Il serait puéril de demander ce que le Bourgeois entend par vivre. Les romanciers qu’il honore de sa confiance, naturalistes ou psychologues, ont suffisamment démontré que cela consiste à s’acquitter de toutes les fonctions digestives, dormitives ou génératives attribuées aux différentes espèces d’animaux, mais, par-dessus tout, à gagner beaucoup d’argent, — ce qui délimite essentiellement la nature humaine, en la séparant de celle des brutes. Longtemps même avant ces docteurs, il était admis qu’un homme qui fait habituellement de copieux repas est un bon vivant.

Cependant, tout le monde, c’est beaucoup. Ne suffit-il pas que le Bourgeois vive, le Bourgeois tout seul ?

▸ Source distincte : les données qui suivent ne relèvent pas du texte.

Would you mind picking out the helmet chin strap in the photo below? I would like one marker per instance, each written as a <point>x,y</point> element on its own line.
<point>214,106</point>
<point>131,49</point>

Dans la langue religieuse, très différente de la sienne, le mot vivre a un autre sens, il le sait fort bien. Que peut lui faire cette anomalie ? Que des toqués ou des hystériques entreprennent de donner la joie à ce qu’ils nomment leurs âmes, en choisissant de crever de faim, cela les regarde ; mais qu’ils nous considèrent, nous autres Bourgeois, comme des charognes au dernier degré de putréfaction, c’est par trop comique. Sachez-le, une bonne fois, calotins et sacristains, nous sommes plus religieux que vous, et la preuve c’est que nous nous foutons du Royaume des Cieux et de la Vie éternelle !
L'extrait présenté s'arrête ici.